Bouclardé dans des gogues malodorantes sur les murs desquelles des constipés ont écrit, au crayon, « Ruski go home » et des diarrhéiques, à la merde « Vive la Liberté ! » (en bulgare moderne), dans ces chiches, donc, j’entreprends d’opener le coffiot. Mais il est réticent, le bougre ! Serrure de haute sécurité, en boucanage triple, ignifusion valveuse. Drôle de bricole. Plus je mate cette fermeture, plus je la trouve singulièrement singulière ; si bien qu’il me vient le soupçon ci-joint : peut-être que Siméon a placé la partie « B » de son secret dans un coffret piégé qui exploserait et anéantirait son contenu si tout autre que lui cherchait à l’ouvrir ? Je flaire une combine de ce type. Il était bien trop méfiant, ce diable d’homme, et bien trop astucieux pour laisser son secret derrière soi, en cas de coup dur. Dès lors, me fiant à mon impression subconsciente, je renonce à forcer la mystérieuse boîte.
Et Béru siffla trois fois !
Je sortas de ma chlingante cachette, emportant un peu d’excrément bulgare à la semelle de mes souliers. La Grosse Bérurière sémaphorait à mon intention, au bout d’un quai de triage. Je l’y rejoignas. Elle me dit, jubileuse tout plein : « Acré, Mec (selon la formule des apaches de jadis), tout est paré pour la manœuvre. »
— C’est-à-dire ? lui demandas-je.
Il me montrit une locomotive tout ce qu’il y a d’à vapeur.
— Le carrosse d’M’sieur l’Prince est avancé.
— ? ? ? ? ? ? fis-je.
Il s’expliquit.
— Les deux gonziers de la machine étaient en manoeuv’. Ivana les a terpelés et leur a causé en leur f’sant voir ses cuisses.
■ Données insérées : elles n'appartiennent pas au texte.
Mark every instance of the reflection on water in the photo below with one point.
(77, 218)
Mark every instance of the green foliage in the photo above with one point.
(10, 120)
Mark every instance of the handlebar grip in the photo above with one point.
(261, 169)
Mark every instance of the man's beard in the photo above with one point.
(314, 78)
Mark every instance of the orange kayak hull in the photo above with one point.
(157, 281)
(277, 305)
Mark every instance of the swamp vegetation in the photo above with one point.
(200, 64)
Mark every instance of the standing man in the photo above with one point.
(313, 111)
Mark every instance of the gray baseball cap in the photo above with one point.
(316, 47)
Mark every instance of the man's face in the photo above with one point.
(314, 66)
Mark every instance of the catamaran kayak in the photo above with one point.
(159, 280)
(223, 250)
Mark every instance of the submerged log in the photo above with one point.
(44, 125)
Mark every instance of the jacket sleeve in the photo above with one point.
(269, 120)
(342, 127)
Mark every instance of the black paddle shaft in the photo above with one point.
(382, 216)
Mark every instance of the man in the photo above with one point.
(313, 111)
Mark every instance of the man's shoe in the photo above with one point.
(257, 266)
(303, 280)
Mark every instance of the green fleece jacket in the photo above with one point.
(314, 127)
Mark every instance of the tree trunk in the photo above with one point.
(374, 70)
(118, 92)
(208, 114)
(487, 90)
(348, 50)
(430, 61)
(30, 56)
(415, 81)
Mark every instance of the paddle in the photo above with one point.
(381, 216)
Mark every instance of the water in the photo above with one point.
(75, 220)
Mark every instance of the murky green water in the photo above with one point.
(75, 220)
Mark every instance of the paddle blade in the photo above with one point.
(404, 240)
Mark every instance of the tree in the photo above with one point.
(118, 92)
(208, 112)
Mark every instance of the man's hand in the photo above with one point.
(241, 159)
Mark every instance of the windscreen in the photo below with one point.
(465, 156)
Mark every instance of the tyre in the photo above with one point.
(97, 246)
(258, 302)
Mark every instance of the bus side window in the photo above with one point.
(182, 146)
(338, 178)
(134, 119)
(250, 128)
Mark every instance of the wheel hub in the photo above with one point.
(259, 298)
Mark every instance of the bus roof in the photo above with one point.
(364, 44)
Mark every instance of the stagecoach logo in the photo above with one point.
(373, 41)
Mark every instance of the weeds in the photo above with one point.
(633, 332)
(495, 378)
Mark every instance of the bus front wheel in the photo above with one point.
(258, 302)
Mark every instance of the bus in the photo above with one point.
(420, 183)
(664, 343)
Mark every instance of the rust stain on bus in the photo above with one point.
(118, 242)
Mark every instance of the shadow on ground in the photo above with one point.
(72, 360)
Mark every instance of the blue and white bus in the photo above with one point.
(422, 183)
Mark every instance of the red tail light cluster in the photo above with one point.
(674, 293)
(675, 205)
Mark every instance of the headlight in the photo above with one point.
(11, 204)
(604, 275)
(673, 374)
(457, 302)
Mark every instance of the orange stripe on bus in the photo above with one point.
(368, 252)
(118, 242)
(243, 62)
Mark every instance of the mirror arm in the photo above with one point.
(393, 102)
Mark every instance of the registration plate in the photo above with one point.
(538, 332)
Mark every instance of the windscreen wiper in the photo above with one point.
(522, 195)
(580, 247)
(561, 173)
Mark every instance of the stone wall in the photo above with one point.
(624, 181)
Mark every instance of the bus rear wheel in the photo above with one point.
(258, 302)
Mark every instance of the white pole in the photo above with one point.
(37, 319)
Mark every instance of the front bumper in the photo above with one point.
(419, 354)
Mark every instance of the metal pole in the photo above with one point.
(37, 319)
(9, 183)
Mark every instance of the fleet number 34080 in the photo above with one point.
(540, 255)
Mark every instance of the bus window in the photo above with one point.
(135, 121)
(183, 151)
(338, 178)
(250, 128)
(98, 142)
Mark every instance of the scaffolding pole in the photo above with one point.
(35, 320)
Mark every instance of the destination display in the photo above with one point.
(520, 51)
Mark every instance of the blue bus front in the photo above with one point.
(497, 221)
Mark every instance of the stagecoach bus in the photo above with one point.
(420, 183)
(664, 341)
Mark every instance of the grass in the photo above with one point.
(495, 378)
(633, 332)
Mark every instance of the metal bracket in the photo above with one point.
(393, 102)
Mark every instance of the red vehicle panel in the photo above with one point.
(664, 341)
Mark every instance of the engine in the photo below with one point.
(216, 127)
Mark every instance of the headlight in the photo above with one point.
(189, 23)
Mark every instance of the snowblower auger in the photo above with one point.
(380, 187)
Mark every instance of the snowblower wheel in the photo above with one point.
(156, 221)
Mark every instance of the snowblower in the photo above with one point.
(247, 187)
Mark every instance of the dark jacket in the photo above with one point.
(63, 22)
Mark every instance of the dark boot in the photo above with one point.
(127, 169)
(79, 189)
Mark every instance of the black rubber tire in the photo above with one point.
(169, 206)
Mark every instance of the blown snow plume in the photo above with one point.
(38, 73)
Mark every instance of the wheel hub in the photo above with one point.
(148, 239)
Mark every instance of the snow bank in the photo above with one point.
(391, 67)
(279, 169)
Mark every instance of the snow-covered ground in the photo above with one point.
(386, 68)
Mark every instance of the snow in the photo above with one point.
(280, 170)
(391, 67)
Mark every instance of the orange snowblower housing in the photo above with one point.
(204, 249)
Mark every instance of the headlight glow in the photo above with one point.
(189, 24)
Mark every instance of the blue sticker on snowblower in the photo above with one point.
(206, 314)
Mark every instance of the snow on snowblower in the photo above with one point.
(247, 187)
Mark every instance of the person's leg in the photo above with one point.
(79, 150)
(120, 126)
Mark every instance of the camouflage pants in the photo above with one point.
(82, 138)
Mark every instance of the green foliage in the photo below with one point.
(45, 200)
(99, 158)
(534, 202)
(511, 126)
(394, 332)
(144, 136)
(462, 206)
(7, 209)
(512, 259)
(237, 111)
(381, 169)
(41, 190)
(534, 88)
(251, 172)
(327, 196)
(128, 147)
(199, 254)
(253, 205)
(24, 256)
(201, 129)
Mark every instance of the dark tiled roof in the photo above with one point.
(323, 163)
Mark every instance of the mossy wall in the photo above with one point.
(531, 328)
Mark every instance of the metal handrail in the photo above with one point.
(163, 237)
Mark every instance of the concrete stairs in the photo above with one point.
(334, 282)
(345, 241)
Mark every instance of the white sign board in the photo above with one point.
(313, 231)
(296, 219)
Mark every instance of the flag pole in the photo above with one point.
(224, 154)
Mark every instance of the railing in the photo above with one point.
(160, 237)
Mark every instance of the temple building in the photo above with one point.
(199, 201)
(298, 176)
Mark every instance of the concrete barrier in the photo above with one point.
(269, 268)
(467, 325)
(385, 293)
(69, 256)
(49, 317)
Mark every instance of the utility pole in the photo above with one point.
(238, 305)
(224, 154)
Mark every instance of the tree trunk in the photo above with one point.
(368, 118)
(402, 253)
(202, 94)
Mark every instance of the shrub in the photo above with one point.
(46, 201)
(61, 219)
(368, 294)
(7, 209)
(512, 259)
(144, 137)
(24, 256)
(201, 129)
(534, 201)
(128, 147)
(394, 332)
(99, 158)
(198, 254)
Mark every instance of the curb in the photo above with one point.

Y z’y ont espliqué qu’la ligne de droite va t’en Grèce. Suffit d’un aiguillageage. Moi, m’connaissant comm’ tu m’connais, j’ai dégagé les deux locomanes : poum et boum : menton-menton ! Y sont dans l’charbon. Et aftère, j’sus été causer l’même langage à l’aiguilleur, si bien qu’à présent la voie est lib’ pour la Grèce. Si tu voudras t’donner la peine d’grimper, mon cher… Toi tu t’fous aux commandes, moi au charbon. Et à la frontière, on tire un mignon bras d’honneur aux gapians en guise de passeports, sans ralentir, œuf corse ! Mais qu’ ça n’t’empêche pas de faire siffler l’bidule pou’ qu’y dégagent le passage, étant donné qu’on n’est pas v’nu ici pour les couper en rondelles !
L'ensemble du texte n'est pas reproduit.